By Senthil Veeraraghavan, Assistant Professor of Operations and Information Management
The Wall Street Journal recently reported that Starbucks is now asking its baristas to make no more than two drinks at a time.
According to the new policy, which was instituted along with many other new rules at the ubiquitous coffee chain, baristas were required to steam milk for each drink and each customer, rather than steaming an entire pitcher to be used for several beverages. For many coffee connoisseurs, this was a welcome change, and for obvious reasons: Starbucks believed the move would ensure “quality of the beverage in taste, temperature and appearance” while also reducing the “possibility for errors.”
As a coffee aficionado myself, I entirely agreed.
However, many baristas (correctly) worried that the change would eventually lead to longer lines, causing some customers to drop out and take their business elsewhere.
Making a good cup of cappuccino, like many things in life, takes time. But no one would wait forever for a cup of coffee. (The writer-comedian Larry David had a hilarious take on this issue, in one of his “Curb Your Enthusiasm” episodes, in which he talks about “sample abuse” at an ice-cream parlor.) This dichotomy between consumers’ valuing a service that takes more time and their dislike towards waiting for the same service is not peculiar to coffee alone.
Think, for instance, about waiting for an appointment with a tax consultant or a primary care doctor.
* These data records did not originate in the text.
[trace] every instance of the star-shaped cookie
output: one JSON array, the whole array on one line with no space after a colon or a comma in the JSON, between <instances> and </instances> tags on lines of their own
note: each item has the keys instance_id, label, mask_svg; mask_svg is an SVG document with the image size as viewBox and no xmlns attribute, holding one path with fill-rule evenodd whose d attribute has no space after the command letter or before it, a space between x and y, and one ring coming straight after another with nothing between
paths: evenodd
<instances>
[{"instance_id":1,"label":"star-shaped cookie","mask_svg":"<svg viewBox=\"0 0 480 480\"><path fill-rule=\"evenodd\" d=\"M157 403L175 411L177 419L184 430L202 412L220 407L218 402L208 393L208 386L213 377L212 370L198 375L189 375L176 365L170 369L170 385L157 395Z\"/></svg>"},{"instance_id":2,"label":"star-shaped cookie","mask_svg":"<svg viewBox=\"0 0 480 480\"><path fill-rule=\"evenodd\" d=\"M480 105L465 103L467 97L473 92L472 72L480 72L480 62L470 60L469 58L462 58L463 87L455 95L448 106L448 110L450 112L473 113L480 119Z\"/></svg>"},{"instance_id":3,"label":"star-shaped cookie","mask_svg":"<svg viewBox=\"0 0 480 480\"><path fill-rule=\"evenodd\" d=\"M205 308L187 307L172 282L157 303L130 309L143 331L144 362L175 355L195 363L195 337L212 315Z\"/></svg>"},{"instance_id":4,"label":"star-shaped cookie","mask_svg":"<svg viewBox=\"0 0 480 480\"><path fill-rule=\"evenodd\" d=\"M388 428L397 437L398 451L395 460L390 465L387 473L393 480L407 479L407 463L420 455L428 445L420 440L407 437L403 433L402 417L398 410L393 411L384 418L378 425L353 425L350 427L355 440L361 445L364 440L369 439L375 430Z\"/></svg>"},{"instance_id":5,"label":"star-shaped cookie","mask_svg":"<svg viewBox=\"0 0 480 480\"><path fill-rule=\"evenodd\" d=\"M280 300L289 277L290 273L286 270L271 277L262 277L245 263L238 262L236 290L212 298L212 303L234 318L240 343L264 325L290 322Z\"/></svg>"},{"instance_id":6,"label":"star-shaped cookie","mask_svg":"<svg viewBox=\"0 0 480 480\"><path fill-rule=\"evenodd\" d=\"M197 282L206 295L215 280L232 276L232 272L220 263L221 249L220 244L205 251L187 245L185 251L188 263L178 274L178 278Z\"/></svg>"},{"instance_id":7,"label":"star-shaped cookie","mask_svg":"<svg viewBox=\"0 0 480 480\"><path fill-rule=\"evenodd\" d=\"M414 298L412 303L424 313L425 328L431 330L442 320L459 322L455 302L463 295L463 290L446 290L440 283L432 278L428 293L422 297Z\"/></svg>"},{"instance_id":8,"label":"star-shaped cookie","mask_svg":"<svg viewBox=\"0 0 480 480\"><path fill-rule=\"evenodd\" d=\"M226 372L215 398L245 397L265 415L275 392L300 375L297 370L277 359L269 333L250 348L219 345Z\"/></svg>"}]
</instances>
Of course, no customer likes long wait times. However, during these appointments, the same customers would prefer that the tax consultant or doctor spend more time with him or her, because the service value improves in time. On one hand, addressing this preference implies a longer waiting time for all future customers. On the other hand, to cut wait times, the service provider may have to speed up and reduce quality, which helps no one.
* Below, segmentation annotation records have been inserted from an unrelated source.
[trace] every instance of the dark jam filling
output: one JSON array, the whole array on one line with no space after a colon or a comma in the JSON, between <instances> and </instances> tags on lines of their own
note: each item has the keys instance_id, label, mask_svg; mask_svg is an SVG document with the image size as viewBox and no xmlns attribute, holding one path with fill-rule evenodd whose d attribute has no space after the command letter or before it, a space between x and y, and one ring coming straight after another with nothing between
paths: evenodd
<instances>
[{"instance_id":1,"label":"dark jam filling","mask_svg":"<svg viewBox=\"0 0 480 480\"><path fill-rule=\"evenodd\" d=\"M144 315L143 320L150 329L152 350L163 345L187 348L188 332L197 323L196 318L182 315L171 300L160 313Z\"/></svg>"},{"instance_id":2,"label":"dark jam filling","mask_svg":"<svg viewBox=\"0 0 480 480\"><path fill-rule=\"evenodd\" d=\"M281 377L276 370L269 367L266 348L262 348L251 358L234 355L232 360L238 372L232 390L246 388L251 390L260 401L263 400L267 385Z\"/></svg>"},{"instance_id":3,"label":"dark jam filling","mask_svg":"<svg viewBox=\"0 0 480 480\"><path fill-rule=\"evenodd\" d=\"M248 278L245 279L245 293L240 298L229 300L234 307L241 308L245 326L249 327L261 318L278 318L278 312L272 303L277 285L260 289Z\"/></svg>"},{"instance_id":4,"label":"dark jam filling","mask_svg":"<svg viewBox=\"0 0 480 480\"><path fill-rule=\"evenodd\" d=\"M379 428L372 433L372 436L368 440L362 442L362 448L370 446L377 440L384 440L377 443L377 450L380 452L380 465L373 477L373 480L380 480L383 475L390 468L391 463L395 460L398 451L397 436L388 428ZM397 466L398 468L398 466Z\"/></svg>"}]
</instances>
So, is Starbucks right in slowing down? Will this slow-down cause more waiting lines for customers? Yes and yes.
Theory suggests that it is in the interest of a high-quality firm to slow its service down, even at the risk of increased waiting time. I addressed this tradeoff in a paper called the “Quality-Speed Conundrum,” which appeared in the journal Management Science.
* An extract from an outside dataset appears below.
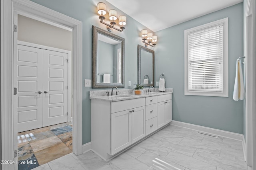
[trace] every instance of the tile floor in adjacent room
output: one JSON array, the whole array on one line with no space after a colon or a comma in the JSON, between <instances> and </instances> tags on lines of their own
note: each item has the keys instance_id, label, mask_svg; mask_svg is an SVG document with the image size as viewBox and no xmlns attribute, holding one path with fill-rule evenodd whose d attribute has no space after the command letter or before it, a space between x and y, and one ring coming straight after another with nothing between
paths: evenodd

Unfortunately, even a small change in service time creates a non-linear and significant impact on waiting times. Eventually, Starbucks will have to cut wait times for customers and generate revenues, which will leave limited options for boosting revenues: increase the number of shops at a location, or the number of baristas per shop, or decrease the variety of options available at a shop.
Equally unfortunate, some of these changes would create one more unpleasant experience for customers: Higher prices.